A Tivoli, Alessandro Preziosi ha riportato in vita Adriano, incantando il pubblico di Villa Adriana tra storia, teatro e magia.
Tivoli, tra le sue pietre millenarie e lo splendore storico di Villa Adriana, ha visto andare in scena le “Memorie di Adriano”, interpretate da Alessandro Preziosi e trasformate per l’occasione in un incontro sospeso tra storia, suggestione e magia del teatro. La figura dell’imperatore è tornata a vivere nel luogo che più di ogni altro ne custodisce l’anima, mentre il pubblico ha seguito il racconto come parte di un rito collettivo, conquistato dalla forza della parola e dalla straordinaria bellezza di una cornice archeologica unica.
Alessandro Preziosi a Villa Adriana: due serate sold out nel cuore di Tivoli
Andiamo con ordine e partiamo dal principio. Ieri e l’altro ieri, il 23 e 24 luglio, Villa Adriana ha ospitato «Memorie di Adriano», spettacolo tratto dal celebre romanzo di Marguerite Yourcenar e inserito nel cartellone di VILLÆ 2026. Alessandro Preziosi ha guidato la rappresentazione, affiancato da Elisa Di Eusanio, dalle opere di Alfredo Pirri e dalle musiche di Giacomo Vezzani.
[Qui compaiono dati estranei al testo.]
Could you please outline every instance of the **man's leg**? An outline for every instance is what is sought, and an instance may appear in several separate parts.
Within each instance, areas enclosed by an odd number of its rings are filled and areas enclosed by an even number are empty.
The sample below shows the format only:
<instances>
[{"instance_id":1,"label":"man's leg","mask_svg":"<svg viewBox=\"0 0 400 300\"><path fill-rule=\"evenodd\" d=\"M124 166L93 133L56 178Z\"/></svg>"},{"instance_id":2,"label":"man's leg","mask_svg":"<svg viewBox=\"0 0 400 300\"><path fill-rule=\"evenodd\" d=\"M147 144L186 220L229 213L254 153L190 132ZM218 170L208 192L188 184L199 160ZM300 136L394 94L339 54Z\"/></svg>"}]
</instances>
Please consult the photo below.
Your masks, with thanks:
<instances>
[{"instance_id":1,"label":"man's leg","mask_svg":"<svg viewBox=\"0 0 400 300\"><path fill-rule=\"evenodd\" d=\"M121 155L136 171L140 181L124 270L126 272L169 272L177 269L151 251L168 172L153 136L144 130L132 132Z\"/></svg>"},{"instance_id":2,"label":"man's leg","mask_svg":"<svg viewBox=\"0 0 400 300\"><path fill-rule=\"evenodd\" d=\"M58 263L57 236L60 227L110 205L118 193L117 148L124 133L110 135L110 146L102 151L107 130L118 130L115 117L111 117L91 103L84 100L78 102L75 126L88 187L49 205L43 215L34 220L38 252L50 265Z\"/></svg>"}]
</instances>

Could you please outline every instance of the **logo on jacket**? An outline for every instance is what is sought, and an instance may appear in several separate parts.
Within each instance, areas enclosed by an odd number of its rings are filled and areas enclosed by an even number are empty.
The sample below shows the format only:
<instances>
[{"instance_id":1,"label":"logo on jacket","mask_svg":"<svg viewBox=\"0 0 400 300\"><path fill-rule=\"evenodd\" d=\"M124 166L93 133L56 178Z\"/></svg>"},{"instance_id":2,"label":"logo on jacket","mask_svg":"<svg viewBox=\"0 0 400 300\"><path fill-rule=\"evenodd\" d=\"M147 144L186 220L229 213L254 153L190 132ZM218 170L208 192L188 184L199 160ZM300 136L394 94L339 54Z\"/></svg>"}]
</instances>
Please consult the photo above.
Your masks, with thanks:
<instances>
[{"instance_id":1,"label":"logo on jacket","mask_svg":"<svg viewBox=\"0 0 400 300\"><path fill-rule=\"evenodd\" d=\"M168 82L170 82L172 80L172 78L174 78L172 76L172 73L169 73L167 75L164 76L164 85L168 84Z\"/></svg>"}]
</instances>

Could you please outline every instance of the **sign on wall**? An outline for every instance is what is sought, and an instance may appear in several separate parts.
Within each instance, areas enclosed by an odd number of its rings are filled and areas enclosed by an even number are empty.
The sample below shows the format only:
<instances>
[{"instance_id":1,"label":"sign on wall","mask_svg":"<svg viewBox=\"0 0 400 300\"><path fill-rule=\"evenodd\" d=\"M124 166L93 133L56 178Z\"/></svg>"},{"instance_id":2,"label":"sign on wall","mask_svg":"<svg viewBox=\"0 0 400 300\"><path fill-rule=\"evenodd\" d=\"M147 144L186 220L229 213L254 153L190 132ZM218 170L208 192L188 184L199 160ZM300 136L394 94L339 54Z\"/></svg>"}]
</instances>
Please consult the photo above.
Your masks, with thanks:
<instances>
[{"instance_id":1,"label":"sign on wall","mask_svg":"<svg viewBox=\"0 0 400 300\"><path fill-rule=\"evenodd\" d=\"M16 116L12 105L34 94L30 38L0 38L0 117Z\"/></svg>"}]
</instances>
Nella suggestiva cornice del Canopo, parola, arti visive, suono e patrimonio storico si sono incontrati per restituire al pubblico un Adriano intimo, inquieto e profondamente umano. Entrambe le serate hanno registrato il sold out e, al termine della rappresentazione, gli spettatori hanno tributato a Preziosi una lunga standing ovation.
La scelta di portare il testo proprio nella dimora dell’imperatore ha conferito allo spettacolo un significato ulteriore. E lo stesso Preziosi ha spiegato che la «contestualizzazione scenica e storica» rappresenta un appiglio durante la performance, senza però sostituirsi alla forza autonoma del teatro: il testo deve conservare lo stesso valore in una sala prove, in un teatro tradizionale o all’interno di un sito archeologico.
Le Memorie di Adriano e quel fragile capolavoro chiamato felicità
Nel confronto con il personaggio, Preziosi ha scelto di partire dagli appunti inseriti da Yourcenar alla fine del romanzo, trovandovi la chiave per trasformare una pagina nata per essere letta in una vera messa in scena. Non un semplice reading, dunque, ma un lavoro teatrale costruito sul pensiero, sulla memoria e sulla voce dell’imperatore.
Tra le dichiarazioni più intense dell’attore emerge la riflessione sulla felicità: «Ogni felicità è un capolavoro, ma il minimo errore, la falsa, la minima esitazione la incrina e la minima insulsaggine la degrada». Una frase che sembra riassumere la condizione di Adriano: uomo potentissimo, ma consapevole della precarietà delle conquiste, degli affetti e del tempo.
Il progetto culturale portato avanti da Alberto Samonà a Tivoli
L’evento conferma la linea perseguita da Alberto Samonà, direttore dell’Istituto Autonomo Villa Adriana e Villa d’Este, che attraverso il progetto VILLÆ 2026 sta trasformando Villa Adriana, Villa d’Este e il Santuario di Ercole Vincitore in luoghi vivi di produzione e partecipazione culturale.
Il programma estivo mette insieme teatro, musica, arte contemporanea, letteratura e osservazioni astronomiche, valorizzando i siti non come semplici scenari, ma come spazi capaci di dialogare con il presente. Samonà li ha definiti «presidi culturali dinamici», nei quali la stratificazione dei secoli incontra la contemporaneità.
Portare uno spettacolo di questo livello a Villa Adriana significa precisamente questo: non limitarsi a conservare il patrimonio, ma renderlo nuovamente generativo. Nelle due serate di Memorie di Adriano, la programmazione culturale, la voce di Preziosi e la potenza del luogo si sono fuse, offrendo al pubblico non soltanto una rappresentazione, ma un’esperienza irripetibile.